Thursday, March 14, 2013

Non Resident

    Many foreigners own properties in Bali, such as hotel, homestay, villa, etc. To avoid the amount of tax they have to pay, foreign owners usually do transactions overseas, as marketing the properties via the internet. After they have finally got deals on room rates, the prospective guests will make payment in form of bank transfer to a bank account in a foreign country that is owned by the owners. 
    There will be no payment transaction between the owner and the guest while they are in Bali, so owners usually do not have any physical evidence of the transaction to be disclosed to the tax officer. This can reduce the amount of income tax that has to be paid. From the case above, the residential status of a foreign owner firstly needs to be decided then examination needs to be done in order to determine the amount of tax that should be paid.
    Article 4 paragraph (1) of OECD Model mentions that the definition of 'resident of a contracting state' is taken from the concept of 'residence' in the domestic tax law. Under this domestic law, the criteria of subject to tax that is considered to be 'resident' are based on: the domicile, residence, place of management, or other criteria.
    Article 4 paragraph (2) of P3B sets the tie break rule, which is the criteria to determine if a resident taxpayer is regarded as resident by the two states that are practicing in P3B. The first criterion of the tie breaker rule is Permanent Home, which is the place where the individual has lived and in which the house is permanent.

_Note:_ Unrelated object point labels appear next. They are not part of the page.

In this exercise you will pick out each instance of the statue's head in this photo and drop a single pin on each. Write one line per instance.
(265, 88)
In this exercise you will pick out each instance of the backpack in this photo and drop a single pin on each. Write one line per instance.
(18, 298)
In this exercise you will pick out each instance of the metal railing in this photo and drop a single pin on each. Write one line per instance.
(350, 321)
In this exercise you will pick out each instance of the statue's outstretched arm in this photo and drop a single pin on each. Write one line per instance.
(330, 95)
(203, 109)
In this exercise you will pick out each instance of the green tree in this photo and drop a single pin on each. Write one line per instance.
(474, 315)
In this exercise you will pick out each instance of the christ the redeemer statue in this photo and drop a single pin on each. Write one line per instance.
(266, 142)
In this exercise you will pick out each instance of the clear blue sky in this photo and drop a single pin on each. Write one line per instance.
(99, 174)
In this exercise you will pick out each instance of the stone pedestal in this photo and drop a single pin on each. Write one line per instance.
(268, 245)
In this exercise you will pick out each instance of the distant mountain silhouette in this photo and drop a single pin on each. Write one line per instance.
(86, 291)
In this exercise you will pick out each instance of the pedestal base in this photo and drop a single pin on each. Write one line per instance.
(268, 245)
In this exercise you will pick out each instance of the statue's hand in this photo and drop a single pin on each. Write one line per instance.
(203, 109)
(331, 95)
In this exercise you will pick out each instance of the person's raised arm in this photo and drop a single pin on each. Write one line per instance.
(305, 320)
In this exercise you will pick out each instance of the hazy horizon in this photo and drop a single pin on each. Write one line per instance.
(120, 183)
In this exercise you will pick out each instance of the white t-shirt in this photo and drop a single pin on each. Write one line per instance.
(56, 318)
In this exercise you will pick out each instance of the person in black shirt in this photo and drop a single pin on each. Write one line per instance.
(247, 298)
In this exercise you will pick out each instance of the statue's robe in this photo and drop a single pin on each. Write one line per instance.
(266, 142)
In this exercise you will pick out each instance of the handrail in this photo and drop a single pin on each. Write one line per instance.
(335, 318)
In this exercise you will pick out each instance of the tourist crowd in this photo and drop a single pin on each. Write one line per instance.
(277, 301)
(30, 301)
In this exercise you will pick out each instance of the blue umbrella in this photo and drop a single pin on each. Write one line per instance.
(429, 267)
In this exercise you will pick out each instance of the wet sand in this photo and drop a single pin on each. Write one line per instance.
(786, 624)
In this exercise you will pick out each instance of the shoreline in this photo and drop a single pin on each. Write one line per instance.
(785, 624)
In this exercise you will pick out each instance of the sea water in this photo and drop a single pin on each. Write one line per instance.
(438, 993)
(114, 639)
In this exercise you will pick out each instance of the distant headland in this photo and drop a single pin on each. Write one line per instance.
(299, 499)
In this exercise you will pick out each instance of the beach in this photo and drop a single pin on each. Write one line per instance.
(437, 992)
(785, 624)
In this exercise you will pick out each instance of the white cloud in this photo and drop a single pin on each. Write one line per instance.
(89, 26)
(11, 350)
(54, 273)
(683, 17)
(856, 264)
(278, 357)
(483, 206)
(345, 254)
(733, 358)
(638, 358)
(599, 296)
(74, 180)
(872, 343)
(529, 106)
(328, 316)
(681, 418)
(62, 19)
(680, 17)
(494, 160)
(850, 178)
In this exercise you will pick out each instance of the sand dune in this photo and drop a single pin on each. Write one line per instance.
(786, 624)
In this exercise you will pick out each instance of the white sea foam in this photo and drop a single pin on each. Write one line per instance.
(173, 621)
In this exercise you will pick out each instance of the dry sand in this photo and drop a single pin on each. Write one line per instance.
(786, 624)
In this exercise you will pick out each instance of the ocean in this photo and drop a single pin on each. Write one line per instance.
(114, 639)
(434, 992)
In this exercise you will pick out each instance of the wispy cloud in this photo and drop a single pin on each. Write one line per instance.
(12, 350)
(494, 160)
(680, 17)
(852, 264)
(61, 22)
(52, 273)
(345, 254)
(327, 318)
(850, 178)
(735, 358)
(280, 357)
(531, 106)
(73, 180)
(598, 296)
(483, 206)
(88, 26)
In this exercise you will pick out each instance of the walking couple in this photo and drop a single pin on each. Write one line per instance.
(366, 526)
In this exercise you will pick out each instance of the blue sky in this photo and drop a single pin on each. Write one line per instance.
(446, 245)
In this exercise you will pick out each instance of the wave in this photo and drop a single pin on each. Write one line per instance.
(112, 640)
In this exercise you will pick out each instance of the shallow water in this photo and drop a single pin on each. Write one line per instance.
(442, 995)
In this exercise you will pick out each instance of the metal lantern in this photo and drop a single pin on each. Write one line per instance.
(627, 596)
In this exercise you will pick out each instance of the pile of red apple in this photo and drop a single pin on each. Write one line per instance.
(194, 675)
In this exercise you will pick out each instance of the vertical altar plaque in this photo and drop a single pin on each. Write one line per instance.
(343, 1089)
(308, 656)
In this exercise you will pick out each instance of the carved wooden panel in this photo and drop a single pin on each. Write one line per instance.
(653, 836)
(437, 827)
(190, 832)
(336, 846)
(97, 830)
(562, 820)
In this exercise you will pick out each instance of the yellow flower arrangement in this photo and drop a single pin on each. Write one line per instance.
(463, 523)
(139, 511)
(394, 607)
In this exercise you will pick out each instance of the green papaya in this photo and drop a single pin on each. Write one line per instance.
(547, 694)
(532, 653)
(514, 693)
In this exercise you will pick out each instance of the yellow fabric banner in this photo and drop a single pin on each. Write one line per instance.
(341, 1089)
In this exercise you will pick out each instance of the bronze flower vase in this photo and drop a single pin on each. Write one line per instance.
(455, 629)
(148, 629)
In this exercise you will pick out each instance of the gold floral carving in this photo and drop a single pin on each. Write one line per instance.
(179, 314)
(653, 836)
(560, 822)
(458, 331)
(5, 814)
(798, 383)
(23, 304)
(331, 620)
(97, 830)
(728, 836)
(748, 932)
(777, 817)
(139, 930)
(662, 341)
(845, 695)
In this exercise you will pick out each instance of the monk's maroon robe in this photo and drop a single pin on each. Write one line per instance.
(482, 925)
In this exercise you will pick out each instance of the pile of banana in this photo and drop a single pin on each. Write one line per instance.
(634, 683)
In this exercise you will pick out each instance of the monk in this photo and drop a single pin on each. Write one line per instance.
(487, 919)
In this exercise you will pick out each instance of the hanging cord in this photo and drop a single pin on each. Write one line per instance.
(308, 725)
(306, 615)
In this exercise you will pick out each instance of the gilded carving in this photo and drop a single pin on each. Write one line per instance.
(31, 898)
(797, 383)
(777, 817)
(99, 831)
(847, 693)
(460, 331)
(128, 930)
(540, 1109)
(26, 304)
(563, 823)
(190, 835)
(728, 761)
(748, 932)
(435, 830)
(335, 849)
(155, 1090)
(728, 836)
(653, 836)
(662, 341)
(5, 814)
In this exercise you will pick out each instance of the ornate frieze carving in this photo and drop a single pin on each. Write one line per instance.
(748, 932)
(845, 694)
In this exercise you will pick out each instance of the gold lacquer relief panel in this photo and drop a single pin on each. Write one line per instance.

Holiday homes, business trips, or continuing education are not included. Permanent Home can be in form of a house, owned or rented apartment, or a rented room that is fully furnished. 
    When the residential status cannot be determined because the individual has permanent homes in both countries, the second criterion is the Centre of Vital Interest, which is the place where personal and economic relations are done more closely. Centre of Vital Interest means the place where family relationships, social, work, politics, culture, place of business, and wealth administration and others mostly occur. 
    If the residential status could not be determined because the individual has permanent homes in both countries and cannot also be determined by the Centre of Vital Interest, then the determination is done by the Habitual Abode criterion, which is the country where they most often live, whether in a permanent home or other places, and for any purposes. So how long the individual lives in that country is really counted.
    However, if residential status still cannot be determined with the habitual abode, then citizenship status becomes the determinant of the residential status. If still the residential status cannot be specified, then the determination can also be performed by tax authorities of both countries by doing mutual agreement as in the Article 25 of the OECD Model Tax Convention. 
    Thus, the foreign owner mentioned above, should have the status of "resident" in Indonesia with center of vital interest criterion, in which this can be taxed by the domestic tax law. The next issue will be, how much is the amount of tax to be paid? With PER-41/PJ/2011, foreign tax examination can be done. One of the basic examinations that is done abroad is an exchange of information that allows the state parties to the tax treaty to exchange information that can be seen, for example, in article 26 (5) of the OECD Model it is even said that the information covered in the article includes:

•Banking data

•Ownership data

    In practice, it is not easy to carry out the tax audit overseas because a country may limit the information that is exchanged due to banking secrecy. For example Singapore as the state party to the Tax Treaty with Indonesia does not regulate banking secrecy. With PER-41/PJ/2011, there is a means for the DJP to carry out inspection towards foreigners who have income from sources that cannot be traced directly.